Optimal Way to Count a Large Amount of Repeating Data

Jon_Ogden · May 12, 2016, 2:28pm

Hey guys,

I am trying to figure out the best way to count the number of repeats of a fairly lengthy set of data received over an RS-232 connection. The data consists of the following:

| backspace - backspace / backspace \ backspace

It’s a VT-100 character sequence that looks somewhat like a flashing start in a terminal output. I know that I need to count a total of 16,256 of these sequences. So here’s what I have been doing in the DataAvailable event of the serial port object:

1.) Using a RegEx I check the buffer of the serial port for the pattern
2.) If the pattern is there, using the CountFields method, I count the number of occurrences.

My code is below

    dim rx as new RegEx
    rx.SearchPattern = "(?mi-Us)(\\|\\x08-\\x08/\\x08\\\\\\x08)+"
    dim rxOptions as RegExOptions = rx.Options
    rxOptions.LineEndType = 4
    
    dim match as RegExMatch = rx.Search( me.LookAhead(Encodings.ASCII))
    
    If match <> Nil Then
      Dim matches as integer = match.subexpressionstring(0).CountFields("|"+&u08+"-"+&u08+"/"+&u08+"\"+&u08)-1
      UpdateProgressBar(matches)
    End If

The problem I have seen (and only on Windows) is that sometimes, it looks like CountFields is not updating and getting the correct value of fields. Either that or the match.subexpressionstring(0) method is not returning the full string or something like that. The value of the matches variable ends up not changing. But I know the data is coming in because there’s other code in the DataAvailable event that detects when I am all done with this current sequence of events and the moves on to the next processing step. I’m just not always getting an accurate count of my fields.

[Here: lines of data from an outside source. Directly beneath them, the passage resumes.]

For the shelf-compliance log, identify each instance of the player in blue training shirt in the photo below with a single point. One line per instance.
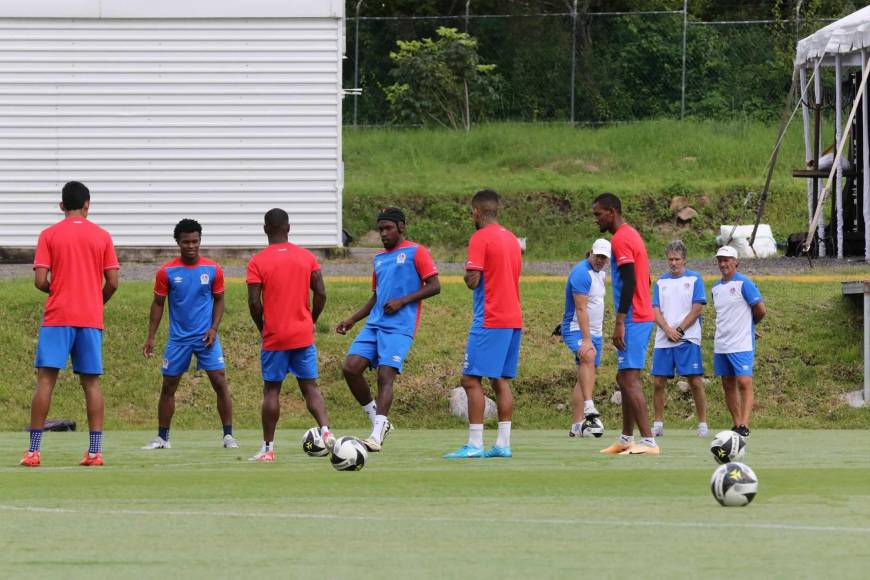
(404, 275)
(195, 288)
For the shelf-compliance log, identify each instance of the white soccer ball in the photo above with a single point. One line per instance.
(734, 484)
(592, 428)
(349, 454)
(312, 443)
(728, 446)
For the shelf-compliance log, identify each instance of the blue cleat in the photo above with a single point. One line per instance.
(466, 452)
(498, 452)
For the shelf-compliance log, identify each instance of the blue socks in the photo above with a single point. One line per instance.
(35, 439)
(96, 445)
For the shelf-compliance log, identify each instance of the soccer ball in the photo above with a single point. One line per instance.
(312, 443)
(734, 484)
(592, 428)
(349, 454)
(728, 446)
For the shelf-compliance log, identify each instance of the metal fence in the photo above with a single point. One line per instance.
(594, 68)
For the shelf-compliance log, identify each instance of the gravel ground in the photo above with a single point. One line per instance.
(362, 267)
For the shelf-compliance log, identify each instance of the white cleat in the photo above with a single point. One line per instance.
(158, 443)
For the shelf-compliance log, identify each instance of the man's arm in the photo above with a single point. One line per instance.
(318, 302)
(217, 312)
(347, 324)
(40, 280)
(255, 304)
(154, 318)
(430, 287)
(111, 285)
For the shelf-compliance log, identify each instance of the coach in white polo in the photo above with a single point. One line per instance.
(678, 301)
(739, 307)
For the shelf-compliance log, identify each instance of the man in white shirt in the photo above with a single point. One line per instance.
(582, 333)
(739, 307)
(678, 301)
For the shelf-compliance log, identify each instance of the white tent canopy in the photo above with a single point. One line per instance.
(846, 36)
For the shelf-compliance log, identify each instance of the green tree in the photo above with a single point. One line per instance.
(441, 81)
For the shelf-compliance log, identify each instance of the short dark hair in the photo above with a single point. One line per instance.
(186, 226)
(276, 218)
(487, 201)
(75, 195)
(609, 201)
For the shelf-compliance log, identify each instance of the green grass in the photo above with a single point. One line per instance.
(549, 175)
(557, 509)
(810, 354)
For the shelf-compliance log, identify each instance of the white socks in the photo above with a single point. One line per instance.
(504, 434)
(378, 427)
(475, 435)
(370, 411)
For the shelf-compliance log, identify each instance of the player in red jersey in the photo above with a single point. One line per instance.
(493, 350)
(279, 281)
(634, 322)
(73, 259)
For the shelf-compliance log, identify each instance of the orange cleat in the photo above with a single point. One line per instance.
(30, 459)
(92, 459)
(617, 448)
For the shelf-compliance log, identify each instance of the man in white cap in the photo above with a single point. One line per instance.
(582, 333)
(739, 307)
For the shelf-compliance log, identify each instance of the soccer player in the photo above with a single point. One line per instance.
(403, 276)
(634, 322)
(279, 280)
(492, 271)
(582, 329)
(195, 288)
(739, 307)
(678, 301)
(73, 258)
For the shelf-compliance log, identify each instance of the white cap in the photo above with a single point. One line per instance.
(726, 252)
(601, 247)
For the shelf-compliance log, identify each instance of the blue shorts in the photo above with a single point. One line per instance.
(685, 358)
(276, 364)
(381, 348)
(83, 345)
(493, 353)
(734, 364)
(572, 341)
(176, 357)
(636, 343)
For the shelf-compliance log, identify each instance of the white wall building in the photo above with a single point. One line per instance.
(215, 110)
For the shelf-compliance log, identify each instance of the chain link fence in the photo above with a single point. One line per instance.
(594, 68)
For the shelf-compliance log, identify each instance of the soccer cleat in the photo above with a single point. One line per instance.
(264, 456)
(466, 452)
(498, 452)
(642, 449)
(617, 448)
(159, 443)
(92, 459)
(30, 459)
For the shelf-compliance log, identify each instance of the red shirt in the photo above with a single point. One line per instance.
(77, 252)
(284, 270)
(495, 252)
(628, 248)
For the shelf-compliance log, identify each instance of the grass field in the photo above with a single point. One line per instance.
(557, 509)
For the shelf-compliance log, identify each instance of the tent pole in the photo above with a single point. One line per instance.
(865, 165)
(817, 89)
(838, 133)
(808, 150)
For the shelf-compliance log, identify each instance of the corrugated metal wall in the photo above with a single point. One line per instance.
(213, 119)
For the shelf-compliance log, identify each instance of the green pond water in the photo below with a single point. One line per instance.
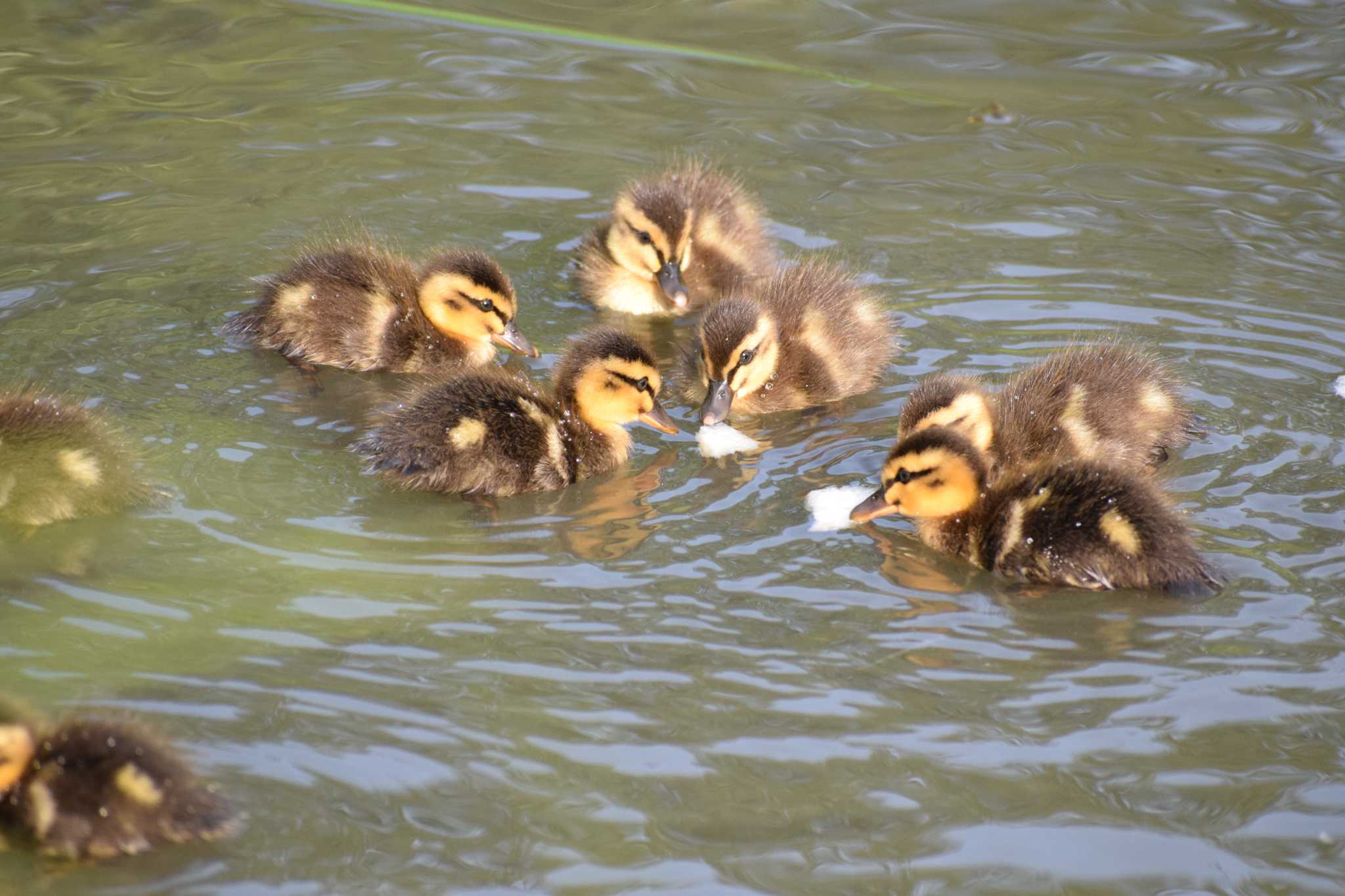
(661, 681)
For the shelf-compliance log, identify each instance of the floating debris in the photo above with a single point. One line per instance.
(722, 440)
(830, 507)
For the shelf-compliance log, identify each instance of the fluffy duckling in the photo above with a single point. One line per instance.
(811, 335)
(673, 242)
(1110, 402)
(494, 433)
(60, 461)
(1075, 523)
(99, 789)
(365, 309)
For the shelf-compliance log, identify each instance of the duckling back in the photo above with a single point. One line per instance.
(485, 433)
(1109, 402)
(100, 789)
(60, 461)
(1090, 526)
(833, 339)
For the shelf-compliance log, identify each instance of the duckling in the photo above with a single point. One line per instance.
(361, 308)
(1111, 402)
(99, 789)
(673, 242)
(494, 433)
(810, 336)
(60, 461)
(1078, 523)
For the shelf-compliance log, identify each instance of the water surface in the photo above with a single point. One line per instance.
(661, 680)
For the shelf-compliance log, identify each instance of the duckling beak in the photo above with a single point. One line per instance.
(872, 508)
(717, 402)
(670, 281)
(659, 419)
(514, 340)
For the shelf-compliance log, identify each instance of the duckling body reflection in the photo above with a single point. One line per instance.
(361, 308)
(811, 335)
(674, 242)
(91, 789)
(1110, 402)
(1076, 523)
(493, 433)
(61, 461)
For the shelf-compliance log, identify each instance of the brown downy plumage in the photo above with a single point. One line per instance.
(60, 461)
(1110, 402)
(1075, 523)
(808, 336)
(674, 242)
(493, 433)
(361, 308)
(92, 789)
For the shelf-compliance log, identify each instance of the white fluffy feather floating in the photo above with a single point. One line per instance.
(722, 440)
(830, 507)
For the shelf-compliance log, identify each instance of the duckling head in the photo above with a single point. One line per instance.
(467, 297)
(611, 379)
(739, 354)
(935, 472)
(956, 402)
(650, 236)
(16, 748)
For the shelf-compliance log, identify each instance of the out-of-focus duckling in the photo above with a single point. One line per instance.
(99, 789)
(808, 336)
(673, 242)
(60, 461)
(494, 433)
(365, 309)
(1111, 402)
(1076, 523)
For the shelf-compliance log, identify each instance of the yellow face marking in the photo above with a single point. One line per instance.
(79, 465)
(441, 300)
(1156, 400)
(1075, 423)
(946, 482)
(16, 752)
(1119, 531)
(967, 416)
(42, 809)
(468, 433)
(626, 246)
(607, 402)
(132, 781)
(757, 372)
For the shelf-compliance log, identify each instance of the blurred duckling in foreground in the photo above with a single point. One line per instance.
(92, 789)
(808, 336)
(1111, 402)
(674, 242)
(1075, 523)
(61, 461)
(494, 433)
(365, 309)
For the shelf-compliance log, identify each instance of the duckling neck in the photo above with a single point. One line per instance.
(591, 448)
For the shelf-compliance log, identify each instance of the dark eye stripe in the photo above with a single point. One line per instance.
(632, 383)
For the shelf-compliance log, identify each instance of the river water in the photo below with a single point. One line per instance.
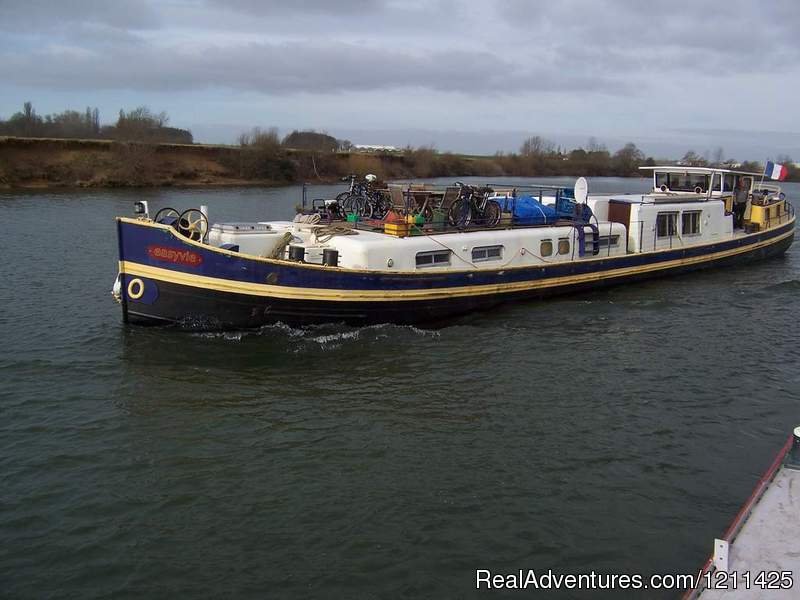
(616, 431)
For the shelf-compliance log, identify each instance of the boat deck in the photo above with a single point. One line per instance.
(767, 541)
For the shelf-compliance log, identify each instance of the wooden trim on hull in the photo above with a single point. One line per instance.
(195, 302)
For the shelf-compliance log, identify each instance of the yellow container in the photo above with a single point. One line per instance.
(398, 229)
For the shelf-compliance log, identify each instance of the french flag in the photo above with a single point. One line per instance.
(775, 171)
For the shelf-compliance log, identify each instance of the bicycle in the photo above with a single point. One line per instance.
(363, 200)
(473, 206)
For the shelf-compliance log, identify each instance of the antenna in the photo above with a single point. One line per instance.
(581, 190)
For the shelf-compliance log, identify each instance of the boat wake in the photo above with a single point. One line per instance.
(324, 337)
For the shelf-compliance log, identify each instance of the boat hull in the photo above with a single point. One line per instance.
(166, 279)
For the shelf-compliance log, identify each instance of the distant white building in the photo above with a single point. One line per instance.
(375, 148)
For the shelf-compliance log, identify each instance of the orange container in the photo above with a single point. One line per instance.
(398, 229)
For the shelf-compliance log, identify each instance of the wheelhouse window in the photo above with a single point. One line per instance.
(683, 182)
(728, 182)
(666, 224)
(484, 253)
(690, 222)
(434, 258)
(608, 240)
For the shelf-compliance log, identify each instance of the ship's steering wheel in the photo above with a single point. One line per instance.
(166, 212)
(193, 224)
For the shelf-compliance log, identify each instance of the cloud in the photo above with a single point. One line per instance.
(262, 8)
(37, 15)
(287, 68)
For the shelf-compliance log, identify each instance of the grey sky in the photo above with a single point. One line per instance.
(478, 77)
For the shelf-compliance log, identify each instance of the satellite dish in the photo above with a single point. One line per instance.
(581, 190)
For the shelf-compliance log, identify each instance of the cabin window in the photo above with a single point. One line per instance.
(435, 258)
(487, 253)
(690, 222)
(687, 182)
(728, 183)
(608, 240)
(666, 224)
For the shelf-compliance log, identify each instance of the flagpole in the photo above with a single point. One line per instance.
(764, 172)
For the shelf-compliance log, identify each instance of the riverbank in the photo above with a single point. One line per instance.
(41, 163)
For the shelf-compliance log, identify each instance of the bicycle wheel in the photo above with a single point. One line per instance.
(460, 214)
(362, 207)
(492, 213)
(341, 199)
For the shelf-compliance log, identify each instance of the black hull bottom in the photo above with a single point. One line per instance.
(203, 309)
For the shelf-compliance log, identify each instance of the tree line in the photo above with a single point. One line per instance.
(139, 125)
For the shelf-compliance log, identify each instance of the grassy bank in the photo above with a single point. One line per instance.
(52, 162)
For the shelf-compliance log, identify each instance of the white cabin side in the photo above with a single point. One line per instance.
(479, 250)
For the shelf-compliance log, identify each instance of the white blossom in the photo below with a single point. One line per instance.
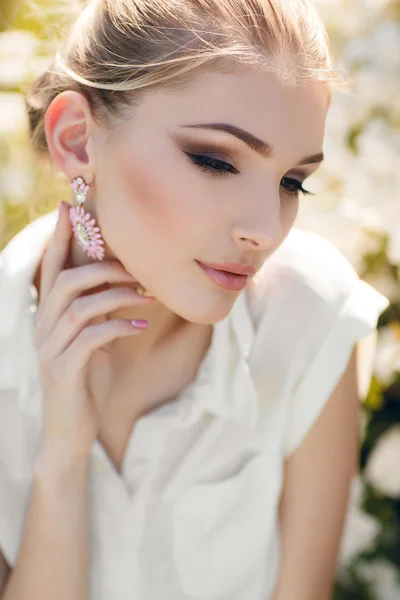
(360, 528)
(383, 577)
(382, 470)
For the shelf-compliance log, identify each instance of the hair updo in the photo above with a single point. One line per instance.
(118, 50)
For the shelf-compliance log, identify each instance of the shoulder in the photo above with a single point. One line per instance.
(307, 297)
(18, 263)
(305, 271)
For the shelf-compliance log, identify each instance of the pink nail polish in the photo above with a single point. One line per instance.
(139, 324)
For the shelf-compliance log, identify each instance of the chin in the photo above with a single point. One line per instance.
(207, 312)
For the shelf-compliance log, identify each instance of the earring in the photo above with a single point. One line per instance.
(84, 226)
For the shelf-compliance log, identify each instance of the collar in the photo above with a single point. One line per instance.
(223, 386)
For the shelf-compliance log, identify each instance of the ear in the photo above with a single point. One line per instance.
(68, 125)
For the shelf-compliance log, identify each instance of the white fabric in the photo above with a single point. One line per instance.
(193, 513)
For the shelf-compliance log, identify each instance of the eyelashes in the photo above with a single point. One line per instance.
(219, 168)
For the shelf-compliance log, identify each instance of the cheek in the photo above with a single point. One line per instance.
(159, 207)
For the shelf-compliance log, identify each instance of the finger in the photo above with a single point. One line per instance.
(72, 283)
(83, 310)
(91, 338)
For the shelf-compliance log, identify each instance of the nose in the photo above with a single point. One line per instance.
(260, 229)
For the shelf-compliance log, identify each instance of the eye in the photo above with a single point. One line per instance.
(293, 187)
(219, 168)
(216, 168)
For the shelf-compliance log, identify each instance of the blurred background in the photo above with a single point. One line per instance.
(357, 207)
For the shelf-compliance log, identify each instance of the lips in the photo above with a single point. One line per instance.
(235, 268)
(224, 279)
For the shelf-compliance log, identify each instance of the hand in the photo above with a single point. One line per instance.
(67, 344)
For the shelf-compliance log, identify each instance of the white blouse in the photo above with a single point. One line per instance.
(194, 512)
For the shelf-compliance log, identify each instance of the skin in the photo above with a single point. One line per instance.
(158, 211)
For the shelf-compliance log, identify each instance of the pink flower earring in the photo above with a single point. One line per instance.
(83, 225)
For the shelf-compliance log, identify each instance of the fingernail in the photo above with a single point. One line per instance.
(140, 324)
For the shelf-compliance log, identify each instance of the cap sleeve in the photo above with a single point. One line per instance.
(355, 322)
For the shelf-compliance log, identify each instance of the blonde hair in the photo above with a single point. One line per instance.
(118, 50)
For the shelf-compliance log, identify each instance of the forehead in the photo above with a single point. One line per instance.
(289, 117)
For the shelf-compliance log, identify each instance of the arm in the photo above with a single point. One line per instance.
(53, 561)
(314, 500)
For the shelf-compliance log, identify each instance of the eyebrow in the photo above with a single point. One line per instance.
(262, 148)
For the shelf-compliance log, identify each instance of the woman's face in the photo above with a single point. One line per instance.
(169, 193)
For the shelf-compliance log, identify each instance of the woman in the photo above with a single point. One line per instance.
(179, 382)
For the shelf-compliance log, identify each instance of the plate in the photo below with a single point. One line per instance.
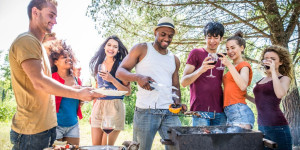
(110, 92)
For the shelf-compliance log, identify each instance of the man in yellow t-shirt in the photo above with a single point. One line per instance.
(33, 125)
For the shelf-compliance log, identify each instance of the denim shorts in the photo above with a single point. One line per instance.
(147, 122)
(37, 141)
(279, 134)
(239, 114)
(72, 131)
(209, 119)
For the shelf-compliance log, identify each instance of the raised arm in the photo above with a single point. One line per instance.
(175, 80)
(240, 78)
(33, 69)
(136, 54)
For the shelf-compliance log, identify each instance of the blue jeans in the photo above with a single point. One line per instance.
(219, 119)
(239, 114)
(147, 122)
(279, 134)
(37, 141)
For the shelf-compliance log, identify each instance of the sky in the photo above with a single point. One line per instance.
(72, 25)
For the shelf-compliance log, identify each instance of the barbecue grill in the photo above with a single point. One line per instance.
(215, 138)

So I’m wondering if there is a better way to do this. The length of the RS-232 buffer gets very long - 100s of thousands of characters.

And how efficient is CountFields for counting 16,000 some fields?

But it doesn’t happen all the time. i just added some debug log statements to see what I was getting and it worked just fine. I need to do several more runs to see if I can narrow down what is happening.

In OS X it seems to work fine and I never have an issue.

Kem_Tekinay · May 12, 2016, 2:41pm

You are using Unicode code points to check bytes. &u8 corresponds to byte value 8 only in UTF-8. Instead, you should be checking the bytes directly. Try this:

dim bs as string = ChrB( 8 )
Dim matches as integer = match.subexpressionstring( 0 ).CountFieldsB( "|" + bs + "-" + bs + "/" + bs + "\" + bs ) - 1

BTW, I’m not sure why you need the regex at all here. Can’t you use CountFieldsB alone?

Jon_Ogden · May 12, 2016, 8:36pm

[quote=265536:@Kem Tekinay]You are using Unicode code points to check bytes. &u8 corresponds to byte value 8 only in UTF-8. Instead, you should be checking the bytes directly. Try this:

dim bs as string = ChrB( 8 )
Dim matches as integer = match.subexpressionstring( 0 ).CountFieldsB( "|" + bs + "-" + bs + "/" + bs + "\" + bs ) - 1

BTW, I’m not sure why you need the regex at all here. Can’t you use CountFieldsB alone?[/quote]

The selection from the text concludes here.